LANSING — Legislation designed to update Michigan’s outdated paternity act passed the Senate Thursday. This bi-partisan package was sponsored by Sen. Rick Jones, R-Grand Ledge and Sen. Steve Bieda, D-Warren.
Senate Bill 256 would allow a possible biological father to file a petition to determine paternity under certain circumstances. Current state law does not give a possible biological father legal standing to file a paternity action to show he may be the biological father of a child born to a married woman.
According to Jones, the measure was introduced following the tragic story of a Fenton father, Daniel Quinn, who has been fighting to obtain parental rights of his child (after she was used to sell drugs by another man).

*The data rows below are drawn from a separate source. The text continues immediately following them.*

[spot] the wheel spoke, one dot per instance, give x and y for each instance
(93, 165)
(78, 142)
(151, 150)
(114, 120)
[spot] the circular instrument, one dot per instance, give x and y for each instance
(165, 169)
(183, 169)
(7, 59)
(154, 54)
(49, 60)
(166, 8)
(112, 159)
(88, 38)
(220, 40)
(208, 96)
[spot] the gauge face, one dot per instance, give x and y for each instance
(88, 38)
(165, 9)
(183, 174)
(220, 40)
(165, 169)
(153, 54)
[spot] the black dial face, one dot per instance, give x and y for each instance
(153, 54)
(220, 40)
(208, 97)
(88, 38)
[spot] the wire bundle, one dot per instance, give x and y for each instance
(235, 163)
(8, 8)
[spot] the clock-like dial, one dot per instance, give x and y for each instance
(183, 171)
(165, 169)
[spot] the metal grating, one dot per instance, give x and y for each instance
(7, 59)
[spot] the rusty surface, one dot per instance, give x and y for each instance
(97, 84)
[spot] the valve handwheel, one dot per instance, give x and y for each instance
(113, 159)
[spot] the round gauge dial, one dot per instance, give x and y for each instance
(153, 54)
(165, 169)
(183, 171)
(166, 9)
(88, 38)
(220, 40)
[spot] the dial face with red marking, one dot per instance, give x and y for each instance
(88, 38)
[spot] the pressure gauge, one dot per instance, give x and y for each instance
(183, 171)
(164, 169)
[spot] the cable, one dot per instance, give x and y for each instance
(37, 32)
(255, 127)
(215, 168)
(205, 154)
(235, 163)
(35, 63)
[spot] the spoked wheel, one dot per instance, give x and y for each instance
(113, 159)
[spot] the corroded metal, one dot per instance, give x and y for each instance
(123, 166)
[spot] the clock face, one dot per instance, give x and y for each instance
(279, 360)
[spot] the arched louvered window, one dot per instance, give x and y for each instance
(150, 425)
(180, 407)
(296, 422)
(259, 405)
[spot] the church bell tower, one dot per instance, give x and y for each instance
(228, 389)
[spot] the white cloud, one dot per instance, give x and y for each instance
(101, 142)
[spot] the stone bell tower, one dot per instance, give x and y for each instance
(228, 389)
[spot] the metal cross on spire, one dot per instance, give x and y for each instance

“It was clear to me that the Michigan Paternity act needed updating, and this bill does just that,” Jones said.
Quinn was in a relationship with Candace Beckwith while she was still married to another man, since her divorce was not yet legal. A child was born as the result of their relationship and Quinn helped raise the child for two years. Eventually, Beckwith moved back in with her estranged husband, Adam Beckwith, in Ohio.
The little girl was used as a shield in a drug trafficking operation and Adam Beckwith went to prison. Now Quinn, the biological father, has no rights under Michigan law to gain custody of his daughter Maeleigh.
The bill would allow a biological father to claim parental rights within a year of his child’s birth if the mother is married to another man at any time from conception to the birth of the child and her husband denies paternity, or if a relationship is established between the biological father and the child. The measure would also give judges the ability to rule what is best for the child on a case-by-case basis.
“As long as they are behaving lawfully, fathers have a right to be with their children, plain and simple,” Jones said.
The measure now advances to the House of Representatives for further consideration.